Creation science should not be taught, because our students deserve better than to be taught bad science. But bad science is not unconstitutional. However, the Supreme Court in 1987 (Edwards v Aguillard) struck down laws that would require "equal time" for evolution and creation science by noting that even if the word "science" was used, creation science really was religion in disguise, and therefore it is illegal to teach it.

An act impermissibly endorses religion when it advances the religious belief that a supernatural being created humankind. The legislative history of the Arkansas Creationism Act demonstrates that the term "creation science" as contemplated by the state legislature, embraces this religious belief.

… Because the primary purpose of the Creationism Act is to advance a particular religious belief, the Act endorses religion in violation of the First Amendment.

A teacher can't teach creationism "freelance" (on his/her own)

Some teachers teach creationism or creation science even though their district does not (and legally cannot) have a policy requiring it. Such "freelancing" is illegal. Schools should be religiously-neutral, and, as a Federal District Court stated (in Webster v New Lennox, a case involving a "freelancing" teacher):

If a teacher in a public school uses religion and teaches religious beliefs or espouses theories clearly based on religious underpinnings, the principles of the separation of church and state are violated as clearly as if a statute ordered the teacher to teach religious theories such as the statutes in Edwards did.

A state/district/school CAN'T have a disclaimer that singles out evolution.

An evolution disclaimer which singles out evolution from all other scientific theories for special treatment (for example, as "theory, not fact") has been declared unconstitutional by a Federal District Court and its associated Appeals Court. The case of Freiler v Tangipahoa Board of Education (1997) involved a local Louisiana school board's antievolution disclaimer. Teachers were instructed to read a disclaimer to students stating that instruction in evolution is "not intended to influence or dissuade the Biblical version of creation or any other concept." The specific reference to the Bible was a major reason this disclaimer was struck down. The judge wrote:

While encouraging students to maintain their belief in the Bible, or in God, may be a noble aim, it cannot be one in which the public schools participate, no matter how important this goal may be to its supporters.
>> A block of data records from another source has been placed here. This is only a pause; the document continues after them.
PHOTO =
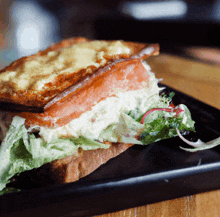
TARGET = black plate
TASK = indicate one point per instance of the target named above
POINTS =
(139, 176)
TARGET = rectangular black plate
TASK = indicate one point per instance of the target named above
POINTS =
(139, 176)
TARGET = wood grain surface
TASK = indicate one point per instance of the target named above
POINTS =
(201, 81)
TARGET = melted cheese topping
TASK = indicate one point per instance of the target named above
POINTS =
(34, 74)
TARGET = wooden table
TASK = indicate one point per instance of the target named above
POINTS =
(202, 81)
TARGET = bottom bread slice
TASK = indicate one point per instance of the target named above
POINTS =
(72, 168)
(68, 169)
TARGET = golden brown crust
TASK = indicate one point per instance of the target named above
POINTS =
(38, 99)
(74, 167)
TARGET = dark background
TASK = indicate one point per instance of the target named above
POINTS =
(98, 19)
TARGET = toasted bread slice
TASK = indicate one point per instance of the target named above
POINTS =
(75, 167)
(31, 82)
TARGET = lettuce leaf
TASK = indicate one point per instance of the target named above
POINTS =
(161, 125)
(21, 151)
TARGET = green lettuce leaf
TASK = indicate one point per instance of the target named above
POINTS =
(21, 151)
(161, 125)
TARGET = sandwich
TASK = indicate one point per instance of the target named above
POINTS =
(78, 104)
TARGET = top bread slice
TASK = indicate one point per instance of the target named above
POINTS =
(33, 81)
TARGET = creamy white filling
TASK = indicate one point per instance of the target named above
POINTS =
(107, 112)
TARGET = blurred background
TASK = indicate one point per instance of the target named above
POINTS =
(27, 26)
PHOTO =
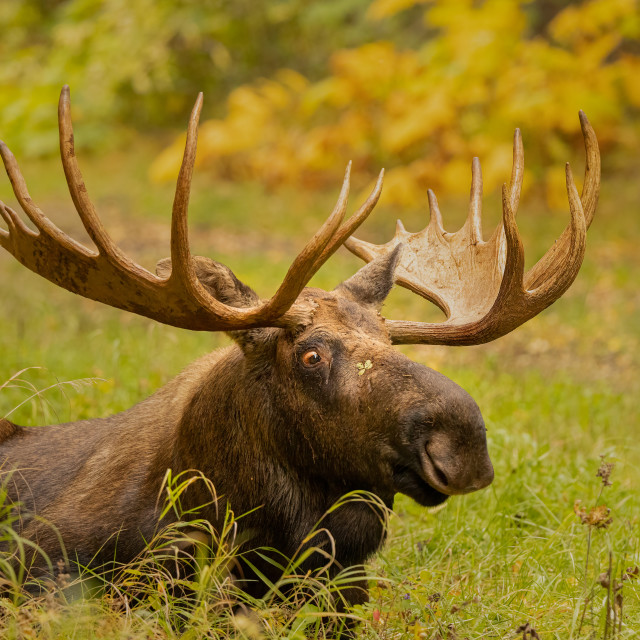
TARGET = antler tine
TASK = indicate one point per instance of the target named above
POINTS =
(309, 259)
(552, 262)
(40, 221)
(352, 223)
(435, 217)
(482, 286)
(591, 186)
(77, 188)
(181, 265)
(557, 269)
(514, 263)
(474, 219)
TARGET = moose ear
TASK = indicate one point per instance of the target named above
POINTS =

So, in summary: a teacher can teach about religion (though not advocate it), and teach evolution. A state, district or school cannot ban evolution, require equal time for creationism, or require a disclaimer on evolution. An individual teacher cannot teach creationism or creation science "freelance."

If you are a teacher, and you have any questions about these "cans and can'ts" feel free to check with me or your local school district counsel. Remember our students deserve the best possible science education, which ultimately depends on you and your colleagues.